L’Irlande est le premier pays d’Europe à entrer en récession. Les prix de l’immobilier s’effondrent, le chômage monte en flèche. Et les cochons ne sont plus comestibles.
Après les vaches grasses, les cochons malades ? Le slogan est réducteur. Mais la découverte de traces de dioxine dans de la graisse de porc provenant de neuf élevages irlandais arrive au plus mauvais moment pour le petit « tigre celtique ». Avec 130 000 tonnes de viande par an, l’Irlande est un gros exportateur de porc, notamment vers la Grande-Bretagne, l’Allemagne et la France. Les côtelettes contaminées risquent de porter un sale coup, non seulement à la filière porcine, mais à l’image du pays au trèfle. Et le pays n’a guère besoin de ce sale coup (toxique) en ce moment.
Pendant deux décennies, l’île a été bénie des dieux. Un taux de croissance à faire pâlir Singapour, des multinationales qui se bousculent pour investir à Dublin ou à Cork, un PIB par habitant dépassant ceux de la Suisse et du Luxembourg. Petit-fils et fils de paysan pauvre, l’Irlandais est devenu ingénieur, professeur d’université, chef d’entreprise. Roulant carrosse et rêvant de villas toujours plus cossues.

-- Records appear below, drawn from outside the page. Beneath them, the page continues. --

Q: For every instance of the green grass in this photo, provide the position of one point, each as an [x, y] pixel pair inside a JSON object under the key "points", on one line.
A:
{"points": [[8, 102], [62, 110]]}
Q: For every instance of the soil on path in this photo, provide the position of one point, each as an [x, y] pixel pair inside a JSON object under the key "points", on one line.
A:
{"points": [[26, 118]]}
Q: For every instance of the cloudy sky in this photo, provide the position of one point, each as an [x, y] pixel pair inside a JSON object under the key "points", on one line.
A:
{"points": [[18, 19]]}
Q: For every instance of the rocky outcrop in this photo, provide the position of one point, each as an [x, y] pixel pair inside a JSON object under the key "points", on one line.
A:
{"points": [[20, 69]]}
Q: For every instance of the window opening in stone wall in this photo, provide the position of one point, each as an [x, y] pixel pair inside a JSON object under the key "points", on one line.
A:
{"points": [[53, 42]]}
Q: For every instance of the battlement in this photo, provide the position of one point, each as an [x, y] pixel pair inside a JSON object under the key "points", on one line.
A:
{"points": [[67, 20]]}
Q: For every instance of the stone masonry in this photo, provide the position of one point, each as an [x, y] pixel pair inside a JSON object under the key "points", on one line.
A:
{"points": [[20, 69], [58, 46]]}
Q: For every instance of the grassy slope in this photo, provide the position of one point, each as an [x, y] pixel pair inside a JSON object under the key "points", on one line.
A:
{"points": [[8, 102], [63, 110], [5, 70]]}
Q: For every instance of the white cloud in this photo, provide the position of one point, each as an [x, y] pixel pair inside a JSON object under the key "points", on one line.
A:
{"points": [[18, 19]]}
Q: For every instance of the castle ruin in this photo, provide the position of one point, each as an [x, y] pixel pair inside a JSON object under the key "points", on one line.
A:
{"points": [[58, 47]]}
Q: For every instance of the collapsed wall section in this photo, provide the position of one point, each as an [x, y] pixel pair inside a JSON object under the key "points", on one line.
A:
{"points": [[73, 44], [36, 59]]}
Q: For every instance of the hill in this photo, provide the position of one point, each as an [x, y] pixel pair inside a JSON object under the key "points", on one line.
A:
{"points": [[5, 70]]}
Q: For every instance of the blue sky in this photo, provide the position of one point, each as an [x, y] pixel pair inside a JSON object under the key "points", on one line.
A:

Et puis patatras, en septembre, les autorités ont été contraintes de reconnaître que le pays était entré en récession, après deux trimestres consécutifs de croissance négative. Le PIB devrait reculer en 2008 d’au moins 2 %.
Ce n’est pas une catastrophe. Seulement voilà, un vent de panique, presque irraisonné, s’est emparé de la population. En quelques semaines, la bulle immobilière éclate. Les prix des habitations chutent de 20, 30, 40 %. « Je ne suis même plus capable de vous donner une estimation. Une maison proposée à 385 000 euros la semaine dernière, est offerte à 325 000 aujourd’hui », constate le patron d’une agence immobilière dans le centre de la ville de Cork. Or, le secteur du bâtiment représente 20 % du PIB et 14 % de l’emploi. La chute de l’immobilier a aussitôt entraîné une baisse de la consommation des ménages et une réduction massive de l’investissement.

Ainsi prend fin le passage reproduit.